The Drumming Circles
The wedding set me back a bit on my writing class. I'm not pointing fingers, but R and K... please never get married again.
The prompt was kind of odd this week. Take something from your writer's notebook and turn it into a poem or story. (I chose story). Then pick 3 or 4 words from your piece. Look up these words in the NYT archives, choosing dates close to when you actually wrote the piece. Cull some sentences or phrases from the archived articles to put into your piece.
What???
Anyway, it worked out okay. Here's a story you should read if you feel like it.
Drumming Circles
by Lee Heffernan
Mildred Gravier and her maltipoo Belle heard the drumming in Congo Square from blocks away. When they reached the square, Mildred sighed. Under her favorite live oak, a circle of drumming, field tripping children pounded out a racket of rhythms. Their teacher danced outside the circle, tapping shoulders and shouting vague encouragement like, "Yes!" and "Feel it!"
"This must be that social emotional learning nonsense we've read about," Mildred muttered to Belle.
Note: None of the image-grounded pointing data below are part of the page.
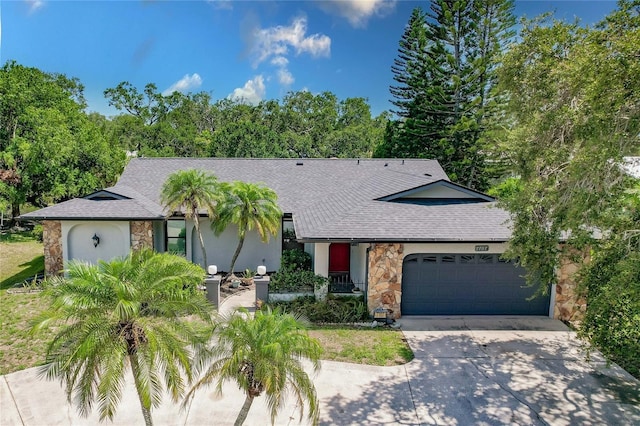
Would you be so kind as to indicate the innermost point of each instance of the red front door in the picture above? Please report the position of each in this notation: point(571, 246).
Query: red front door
point(339, 257)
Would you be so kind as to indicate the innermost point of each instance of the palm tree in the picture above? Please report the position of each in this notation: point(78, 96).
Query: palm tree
point(249, 206)
point(191, 190)
point(129, 313)
point(264, 354)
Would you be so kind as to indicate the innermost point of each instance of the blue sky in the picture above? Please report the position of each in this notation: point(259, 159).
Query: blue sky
point(250, 49)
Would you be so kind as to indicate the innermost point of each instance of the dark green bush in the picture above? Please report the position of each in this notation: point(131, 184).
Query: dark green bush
point(288, 280)
point(331, 310)
point(295, 260)
point(612, 320)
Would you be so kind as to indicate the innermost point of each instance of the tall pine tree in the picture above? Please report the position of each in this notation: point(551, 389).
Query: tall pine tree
point(445, 95)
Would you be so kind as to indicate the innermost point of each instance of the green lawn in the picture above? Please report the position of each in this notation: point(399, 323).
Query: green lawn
point(20, 258)
point(376, 346)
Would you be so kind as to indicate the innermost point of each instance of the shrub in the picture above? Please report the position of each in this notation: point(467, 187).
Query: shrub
point(331, 310)
point(612, 320)
point(295, 260)
point(288, 280)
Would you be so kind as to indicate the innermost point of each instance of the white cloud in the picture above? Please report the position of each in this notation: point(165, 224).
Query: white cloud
point(252, 92)
point(34, 5)
point(221, 4)
point(285, 77)
point(358, 12)
point(277, 42)
point(280, 61)
point(185, 84)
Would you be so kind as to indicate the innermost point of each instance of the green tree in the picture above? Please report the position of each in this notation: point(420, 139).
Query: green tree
point(571, 124)
point(264, 354)
point(192, 191)
point(129, 313)
point(445, 75)
point(249, 206)
point(50, 150)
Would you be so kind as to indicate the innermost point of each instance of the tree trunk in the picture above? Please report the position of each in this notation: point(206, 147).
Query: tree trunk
point(236, 254)
point(242, 415)
point(146, 412)
point(15, 212)
point(196, 222)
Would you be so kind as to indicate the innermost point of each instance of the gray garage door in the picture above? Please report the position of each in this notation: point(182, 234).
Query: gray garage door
point(466, 284)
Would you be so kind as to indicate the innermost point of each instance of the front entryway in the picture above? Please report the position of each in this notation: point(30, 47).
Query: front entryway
point(339, 258)
point(466, 284)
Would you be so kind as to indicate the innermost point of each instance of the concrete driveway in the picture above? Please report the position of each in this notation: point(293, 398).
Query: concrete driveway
point(471, 370)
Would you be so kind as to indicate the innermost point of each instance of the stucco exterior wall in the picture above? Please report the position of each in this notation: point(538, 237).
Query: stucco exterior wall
point(115, 240)
point(359, 263)
point(220, 249)
point(321, 259)
point(52, 241)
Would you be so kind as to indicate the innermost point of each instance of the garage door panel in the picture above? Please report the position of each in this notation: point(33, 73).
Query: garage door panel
point(467, 284)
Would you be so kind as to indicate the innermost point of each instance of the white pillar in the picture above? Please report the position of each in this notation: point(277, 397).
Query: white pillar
point(321, 259)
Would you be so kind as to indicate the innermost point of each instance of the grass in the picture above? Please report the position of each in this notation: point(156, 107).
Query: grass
point(21, 258)
point(19, 349)
point(376, 346)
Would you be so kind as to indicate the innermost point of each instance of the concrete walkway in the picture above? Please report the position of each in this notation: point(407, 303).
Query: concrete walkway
point(467, 370)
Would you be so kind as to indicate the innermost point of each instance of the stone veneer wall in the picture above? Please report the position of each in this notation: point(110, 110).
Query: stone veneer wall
point(385, 277)
point(52, 241)
point(141, 234)
point(570, 304)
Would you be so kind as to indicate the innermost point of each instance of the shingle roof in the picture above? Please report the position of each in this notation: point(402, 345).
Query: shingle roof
point(329, 198)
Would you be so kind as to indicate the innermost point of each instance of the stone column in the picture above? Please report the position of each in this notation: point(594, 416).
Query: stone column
point(141, 234)
point(570, 302)
point(52, 240)
point(262, 288)
point(212, 284)
point(385, 277)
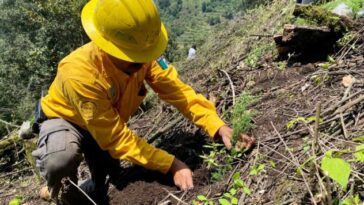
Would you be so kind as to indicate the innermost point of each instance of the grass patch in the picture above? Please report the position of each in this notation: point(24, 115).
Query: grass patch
point(242, 117)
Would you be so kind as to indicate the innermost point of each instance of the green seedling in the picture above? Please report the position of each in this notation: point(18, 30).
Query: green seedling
point(255, 170)
point(202, 200)
point(230, 197)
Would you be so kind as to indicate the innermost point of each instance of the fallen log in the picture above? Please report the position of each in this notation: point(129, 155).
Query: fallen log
point(312, 34)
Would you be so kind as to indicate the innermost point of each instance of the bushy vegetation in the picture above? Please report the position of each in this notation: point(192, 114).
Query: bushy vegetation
point(34, 36)
point(189, 21)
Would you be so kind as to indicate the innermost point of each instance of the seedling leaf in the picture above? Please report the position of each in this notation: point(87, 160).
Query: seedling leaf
point(359, 154)
point(224, 202)
point(337, 169)
point(201, 198)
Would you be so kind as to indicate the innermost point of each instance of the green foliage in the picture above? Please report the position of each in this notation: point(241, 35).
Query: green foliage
point(359, 153)
point(351, 200)
point(220, 160)
point(34, 36)
point(241, 117)
point(189, 21)
point(16, 201)
point(282, 65)
point(255, 170)
point(202, 200)
point(336, 168)
point(213, 20)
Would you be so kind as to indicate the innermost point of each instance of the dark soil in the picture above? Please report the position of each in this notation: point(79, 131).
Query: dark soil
point(283, 96)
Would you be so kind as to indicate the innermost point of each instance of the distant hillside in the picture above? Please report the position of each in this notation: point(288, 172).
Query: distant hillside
point(190, 21)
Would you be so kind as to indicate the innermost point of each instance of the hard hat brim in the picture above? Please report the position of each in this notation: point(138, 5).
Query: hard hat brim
point(140, 56)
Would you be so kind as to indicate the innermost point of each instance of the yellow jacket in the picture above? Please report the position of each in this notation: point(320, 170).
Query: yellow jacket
point(91, 92)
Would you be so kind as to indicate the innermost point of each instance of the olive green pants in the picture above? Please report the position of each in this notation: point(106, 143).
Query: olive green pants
point(61, 148)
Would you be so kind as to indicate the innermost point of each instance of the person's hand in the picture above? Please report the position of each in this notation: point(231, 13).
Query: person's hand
point(226, 134)
point(182, 175)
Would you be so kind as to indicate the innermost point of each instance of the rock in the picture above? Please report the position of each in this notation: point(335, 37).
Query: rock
point(343, 10)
Mildred's usual bench was covered with a line of backpacks, so she stood watching the lead drummer, a man wearing a shirt patterned with bright red and yellow leaves, steering the music like a captain. Mildred didn't know how he signaled beat shifts, but every few moments rhythms from the children's drums broke loose and took off in new directions. Mildred shouted to the teacher, "Can some of these backpacks be moved? Benches are for sitting." The teacher smiled and danced over to make a spot for Mildred.
Mildred lifted Belle to her lap, stroking her fur. Once Belle settled, Mildred held up her phone to make a recording. Her crafting club would appreciate this clear proof of woke indoctrination and waste of taxpayer dollars, but before she could click the red dot, the teacher bee-lined toward her, shaking her finger in the air, displaying the universal sign of No, No, No. Mildred's eyes narrowed, but she dropped the phone back into her sweater pocket. The children paid Mildred no mind. Their eyes were focused. Their hands kept drumming.
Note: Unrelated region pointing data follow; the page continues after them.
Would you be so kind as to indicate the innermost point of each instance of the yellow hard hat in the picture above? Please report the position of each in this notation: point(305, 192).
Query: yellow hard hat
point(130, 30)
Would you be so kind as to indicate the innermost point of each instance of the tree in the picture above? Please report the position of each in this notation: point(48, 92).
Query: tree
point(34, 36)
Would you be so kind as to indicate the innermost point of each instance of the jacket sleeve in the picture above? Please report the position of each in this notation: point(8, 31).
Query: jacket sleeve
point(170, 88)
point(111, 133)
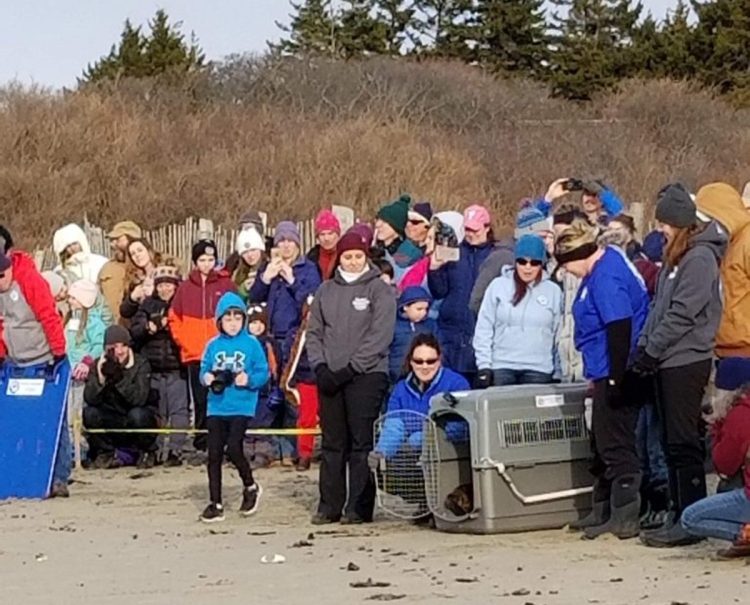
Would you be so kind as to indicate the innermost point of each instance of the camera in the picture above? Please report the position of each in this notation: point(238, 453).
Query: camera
point(222, 380)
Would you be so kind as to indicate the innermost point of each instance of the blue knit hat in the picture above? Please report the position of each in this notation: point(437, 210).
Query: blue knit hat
point(533, 217)
point(532, 247)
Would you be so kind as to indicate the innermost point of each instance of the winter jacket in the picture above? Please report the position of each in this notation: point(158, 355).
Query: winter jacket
point(352, 324)
point(722, 203)
point(191, 316)
point(32, 331)
point(234, 354)
point(503, 255)
point(90, 343)
point(112, 285)
point(159, 348)
point(409, 405)
point(82, 265)
point(521, 337)
point(681, 326)
point(132, 391)
point(285, 301)
point(731, 441)
point(454, 282)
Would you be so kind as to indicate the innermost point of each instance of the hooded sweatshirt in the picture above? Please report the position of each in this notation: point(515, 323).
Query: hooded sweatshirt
point(240, 353)
point(723, 204)
point(681, 326)
point(352, 324)
point(521, 337)
point(83, 264)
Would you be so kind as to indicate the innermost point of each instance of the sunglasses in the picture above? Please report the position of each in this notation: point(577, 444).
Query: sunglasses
point(424, 362)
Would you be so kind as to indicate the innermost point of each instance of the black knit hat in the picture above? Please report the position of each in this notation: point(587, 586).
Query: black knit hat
point(675, 207)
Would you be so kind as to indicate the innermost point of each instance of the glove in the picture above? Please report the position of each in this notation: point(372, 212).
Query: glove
point(326, 380)
point(484, 379)
point(644, 364)
point(373, 460)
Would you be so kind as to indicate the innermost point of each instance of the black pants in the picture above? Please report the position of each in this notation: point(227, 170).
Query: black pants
point(226, 432)
point(199, 400)
point(680, 395)
point(613, 429)
point(347, 420)
point(107, 418)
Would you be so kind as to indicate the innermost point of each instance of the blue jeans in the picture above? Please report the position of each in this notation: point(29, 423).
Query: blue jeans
point(507, 377)
point(721, 516)
point(648, 443)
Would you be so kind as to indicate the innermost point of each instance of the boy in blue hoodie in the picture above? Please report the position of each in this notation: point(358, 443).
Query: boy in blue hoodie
point(234, 368)
point(413, 318)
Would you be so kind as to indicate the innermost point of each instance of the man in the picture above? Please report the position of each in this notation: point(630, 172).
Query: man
point(117, 396)
point(112, 275)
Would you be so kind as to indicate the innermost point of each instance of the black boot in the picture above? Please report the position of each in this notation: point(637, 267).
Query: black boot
point(599, 507)
point(625, 505)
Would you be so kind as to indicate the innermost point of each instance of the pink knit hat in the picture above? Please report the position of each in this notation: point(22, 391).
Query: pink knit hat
point(327, 221)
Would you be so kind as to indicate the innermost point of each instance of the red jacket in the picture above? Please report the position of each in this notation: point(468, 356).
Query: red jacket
point(35, 290)
point(731, 441)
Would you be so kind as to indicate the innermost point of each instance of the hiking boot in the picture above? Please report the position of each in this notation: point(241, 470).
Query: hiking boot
point(213, 513)
point(251, 499)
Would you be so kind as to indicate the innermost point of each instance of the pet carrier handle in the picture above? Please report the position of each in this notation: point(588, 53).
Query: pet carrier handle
point(537, 498)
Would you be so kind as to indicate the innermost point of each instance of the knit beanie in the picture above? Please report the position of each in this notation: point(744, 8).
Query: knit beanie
point(249, 239)
point(531, 246)
point(675, 207)
point(327, 221)
point(286, 230)
point(396, 214)
point(84, 291)
point(534, 217)
point(204, 246)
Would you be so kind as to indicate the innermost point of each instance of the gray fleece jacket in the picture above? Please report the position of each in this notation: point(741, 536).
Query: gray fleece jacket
point(685, 314)
point(352, 323)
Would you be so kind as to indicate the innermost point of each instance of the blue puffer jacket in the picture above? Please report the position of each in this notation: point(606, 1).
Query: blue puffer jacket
point(408, 407)
point(285, 307)
point(454, 282)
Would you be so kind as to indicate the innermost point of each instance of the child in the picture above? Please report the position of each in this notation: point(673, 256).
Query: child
point(151, 336)
point(413, 309)
point(234, 368)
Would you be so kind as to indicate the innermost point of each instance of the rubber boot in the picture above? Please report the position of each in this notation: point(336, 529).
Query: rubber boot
point(625, 504)
point(599, 507)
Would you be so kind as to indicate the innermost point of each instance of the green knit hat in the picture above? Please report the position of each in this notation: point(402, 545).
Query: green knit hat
point(396, 213)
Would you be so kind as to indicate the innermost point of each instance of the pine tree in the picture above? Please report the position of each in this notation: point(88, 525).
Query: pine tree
point(592, 46)
point(163, 52)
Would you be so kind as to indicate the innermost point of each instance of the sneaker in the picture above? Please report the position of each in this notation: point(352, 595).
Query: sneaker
point(213, 513)
point(251, 500)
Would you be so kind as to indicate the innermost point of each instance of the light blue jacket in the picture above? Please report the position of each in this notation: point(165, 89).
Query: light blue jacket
point(523, 337)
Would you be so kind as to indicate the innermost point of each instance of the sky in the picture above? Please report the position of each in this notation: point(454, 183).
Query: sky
point(50, 42)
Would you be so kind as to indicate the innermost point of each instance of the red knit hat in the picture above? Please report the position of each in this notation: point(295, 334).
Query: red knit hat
point(327, 221)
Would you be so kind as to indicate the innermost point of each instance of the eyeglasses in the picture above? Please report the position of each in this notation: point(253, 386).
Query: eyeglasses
point(424, 362)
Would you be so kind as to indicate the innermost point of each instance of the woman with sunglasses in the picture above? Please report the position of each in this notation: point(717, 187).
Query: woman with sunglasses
point(515, 337)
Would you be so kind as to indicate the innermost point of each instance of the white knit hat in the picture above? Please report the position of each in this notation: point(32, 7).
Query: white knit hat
point(249, 239)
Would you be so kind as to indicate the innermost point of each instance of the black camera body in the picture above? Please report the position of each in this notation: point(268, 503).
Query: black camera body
point(222, 380)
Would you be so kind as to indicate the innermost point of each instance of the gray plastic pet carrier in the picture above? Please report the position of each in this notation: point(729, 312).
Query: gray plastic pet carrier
point(508, 459)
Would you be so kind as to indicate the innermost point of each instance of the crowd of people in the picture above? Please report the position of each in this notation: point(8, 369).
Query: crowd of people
point(382, 316)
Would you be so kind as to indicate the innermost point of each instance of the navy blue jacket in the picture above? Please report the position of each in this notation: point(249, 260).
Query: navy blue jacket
point(454, 282)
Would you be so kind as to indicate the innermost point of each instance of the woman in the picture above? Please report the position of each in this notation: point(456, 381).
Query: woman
point(453, 282)
point(609, 311)
point(251, 250)
point(677, 343)
point(141, 262)
point(515, 337)
point(350, 331)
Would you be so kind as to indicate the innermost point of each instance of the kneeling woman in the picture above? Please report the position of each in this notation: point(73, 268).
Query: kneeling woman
point(610, 309)
point(514, 338)
point(350, 331)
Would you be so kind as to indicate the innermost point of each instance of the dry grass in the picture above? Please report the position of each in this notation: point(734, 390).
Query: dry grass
point(291, 138)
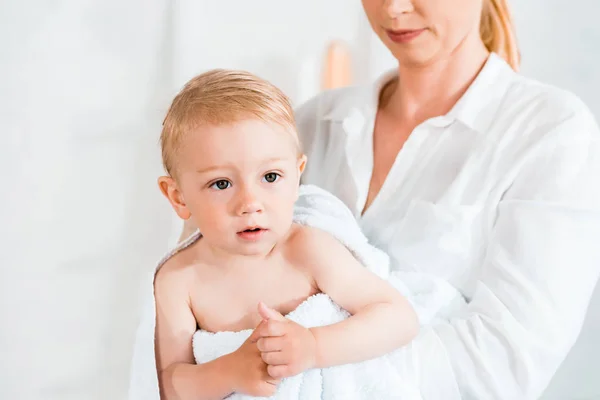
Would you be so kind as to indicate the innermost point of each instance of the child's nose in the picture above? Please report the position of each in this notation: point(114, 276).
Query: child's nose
point(249, 203)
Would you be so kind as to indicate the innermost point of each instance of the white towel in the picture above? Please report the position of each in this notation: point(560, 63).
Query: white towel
point(432, 298)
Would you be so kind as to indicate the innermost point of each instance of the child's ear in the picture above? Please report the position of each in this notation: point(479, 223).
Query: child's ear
point(171, 191)
point(301, 164)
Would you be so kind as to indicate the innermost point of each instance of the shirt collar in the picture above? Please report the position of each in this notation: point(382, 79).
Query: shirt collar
point(476, 108)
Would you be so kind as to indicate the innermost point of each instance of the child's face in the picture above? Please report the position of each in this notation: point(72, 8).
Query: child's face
point(239, 182)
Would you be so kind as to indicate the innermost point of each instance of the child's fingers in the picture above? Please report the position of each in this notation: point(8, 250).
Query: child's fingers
point(274, 358)
point(278, 371)
point(274, 343)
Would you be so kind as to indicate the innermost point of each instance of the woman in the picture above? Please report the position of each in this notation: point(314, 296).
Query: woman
point(459, 167)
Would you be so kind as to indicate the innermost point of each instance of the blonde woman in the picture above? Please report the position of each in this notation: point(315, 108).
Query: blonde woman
point(457, 166)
Belle barked when figures from the bronze sculpture in the center of Congo Square caught the energy. Stepping off the platform, they danced and sang their way to the circle. Mildred held Belle in her arms, seething at the impertinence of these strange, out of place, figures, but the astonished drummers widened their circle, their lineages intertwined. The drumming grew louder. Belle whimpered and Mildred straightened up, alert. She yelled to the teacher, "Excuse me. When will you finish up here?" but the drumming drowned her out.
When the live oak, Congo Square's living monument, let go of the beats it had been storing for centuries inside its coiled branches, Mildred jumped up, holding shivering Belle in her arms. The pulsating pushed Mildred backward, sending her out through the gate with a mighty gust of wind, like a dancing marionette.
Mildred set Belle on the sidewalk of Rampart Street. She brushed the wrinkles from her sweater and straightened her hair clip. She clutched the bars of the wrought iron fence and glowered in at the drummers. She could no longer hear their drumming, or any sound at all for that matter. Fit to be tied about the possible damage to her hearing, she hurried past the yellow school bus and walked on home.